Spencer Lewis, Unbounded: Selected Songs of Eric Andersen
(Woodstone Mountain, CD, digital download)
As songwriting legends go, Eric Andersen is relatively unknown. That is, in comparison to many of his famed contemporaries who emerged from the same Greenwich Village folk scene in the 1960s. While the likes of Phil Ochs, Dave Van Ronk and some guy named Bob have become icons, Andersen, who still writes, records and performs today, remains obscure to all but devout folk devotees. Or to Deadheads who happen to look at the songwriting credits for “Weather Report Suite,” which Andersen cowrote with Bob Weir.

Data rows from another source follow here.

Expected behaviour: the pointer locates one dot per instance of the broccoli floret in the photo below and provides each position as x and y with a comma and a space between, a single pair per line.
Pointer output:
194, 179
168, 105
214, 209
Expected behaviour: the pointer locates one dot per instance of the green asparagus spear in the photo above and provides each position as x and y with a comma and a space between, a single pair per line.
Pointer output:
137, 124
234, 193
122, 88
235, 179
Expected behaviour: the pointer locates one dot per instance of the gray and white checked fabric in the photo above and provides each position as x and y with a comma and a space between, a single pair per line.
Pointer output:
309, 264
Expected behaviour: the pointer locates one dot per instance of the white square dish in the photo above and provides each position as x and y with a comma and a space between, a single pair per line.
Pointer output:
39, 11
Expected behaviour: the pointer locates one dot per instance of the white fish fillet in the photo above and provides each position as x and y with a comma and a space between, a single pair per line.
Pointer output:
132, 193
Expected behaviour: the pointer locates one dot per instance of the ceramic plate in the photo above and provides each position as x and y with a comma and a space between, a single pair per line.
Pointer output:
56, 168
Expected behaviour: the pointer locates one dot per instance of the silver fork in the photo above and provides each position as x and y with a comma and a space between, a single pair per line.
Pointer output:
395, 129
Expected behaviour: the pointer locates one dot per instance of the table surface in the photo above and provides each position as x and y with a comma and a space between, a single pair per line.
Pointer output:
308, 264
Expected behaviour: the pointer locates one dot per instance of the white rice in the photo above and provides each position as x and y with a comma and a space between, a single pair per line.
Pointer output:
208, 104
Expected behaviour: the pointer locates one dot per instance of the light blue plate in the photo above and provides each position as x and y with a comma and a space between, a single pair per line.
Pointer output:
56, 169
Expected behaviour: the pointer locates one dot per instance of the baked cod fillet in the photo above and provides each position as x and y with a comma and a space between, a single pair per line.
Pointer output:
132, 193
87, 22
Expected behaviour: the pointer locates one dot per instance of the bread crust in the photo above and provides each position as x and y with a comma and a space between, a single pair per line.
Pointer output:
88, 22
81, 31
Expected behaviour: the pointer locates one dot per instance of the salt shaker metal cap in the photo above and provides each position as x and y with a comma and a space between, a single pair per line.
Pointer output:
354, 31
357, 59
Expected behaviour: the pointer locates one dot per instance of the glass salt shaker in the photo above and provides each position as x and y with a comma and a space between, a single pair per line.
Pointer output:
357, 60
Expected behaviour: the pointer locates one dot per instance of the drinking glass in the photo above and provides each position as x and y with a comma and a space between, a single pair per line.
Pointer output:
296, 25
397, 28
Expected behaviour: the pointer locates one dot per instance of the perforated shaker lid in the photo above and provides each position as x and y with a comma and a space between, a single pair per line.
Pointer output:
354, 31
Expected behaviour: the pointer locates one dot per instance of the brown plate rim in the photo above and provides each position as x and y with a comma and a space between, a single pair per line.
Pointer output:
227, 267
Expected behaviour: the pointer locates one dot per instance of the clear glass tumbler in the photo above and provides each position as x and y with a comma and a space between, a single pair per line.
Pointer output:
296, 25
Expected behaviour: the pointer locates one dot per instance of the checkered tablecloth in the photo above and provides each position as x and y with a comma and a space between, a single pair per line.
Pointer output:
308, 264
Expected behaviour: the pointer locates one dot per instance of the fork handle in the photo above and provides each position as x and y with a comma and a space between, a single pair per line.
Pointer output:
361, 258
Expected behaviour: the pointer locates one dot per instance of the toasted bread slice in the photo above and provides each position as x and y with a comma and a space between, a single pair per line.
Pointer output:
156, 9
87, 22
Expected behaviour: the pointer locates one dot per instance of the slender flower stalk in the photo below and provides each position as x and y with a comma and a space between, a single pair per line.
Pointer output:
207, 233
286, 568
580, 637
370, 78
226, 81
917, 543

But among those acolytes, Andersen is as revered as any songwriter from the era. Artists from Johnny Cash to Gillian Welch have covered his music. Andersen is, as the rock-journo chestnut goes, “a songwriter’s songwriter.”
Vermont composer Spencer Lewis is one such tunesmith who holds Andersen in the highest regard. On Unbounded: Selected Songs of Eric Andersen, Lewis pays tribute to his songwriting hero with a collection of songs that serves as an intriguing and accessible introduction to Andersen’s work.
Lewis, whose most recent credits include the Irene-themed instrumental, impressionistic folk album Vermont Resurrection, modeled his take on the Andersen songbook after the folk singer’s seminal 1967 album, ’Bout Changes ’n’ Things Take 2. That record is regarded as something of a folk-rock curiosity among music historians. It is quite literally a second take, essentially the same record as Andersen’s 1966 album, ’Bout Changes & Things, but sequenced differently and with added instruments. So perhaps in Lewis’ mind, Unbounded is something like Take 3.
If so, he’s not far off the mark. While Lewis croons in a deliberate baritone compared to Andersen’s sly tenor, Lewis’ sensitivity to lyrical phrasing is similarly guileful, especially on crushingly heartsick tunes such as “Cross Your Mind” and “Violets of Dawn.” Andersen, for better or worse, was far more romantically than socially or politically motivated, especially compared to Ochs and other folk singers of the era. Lewis captures this facet of Andersen effortlessly.
A cynic could question the value of re-creating another artist’s work while that artist is alive and still producing music. Why not just go buy one of Andersen’s 25-plus albums, or see him live? But on Unbounded, Lewis injects enough personal style and emotive force, both vocally and instrumentally — mirroring Andersen’s brilliantly nimble guitar style — to deliver the album from mere hero worship. It is both a fine tribute and a worthy introduction to the music of a great songwriter.
Spencer Lewis performs at the Celebrate Vermont festival in Stowe this Saturday, August 25.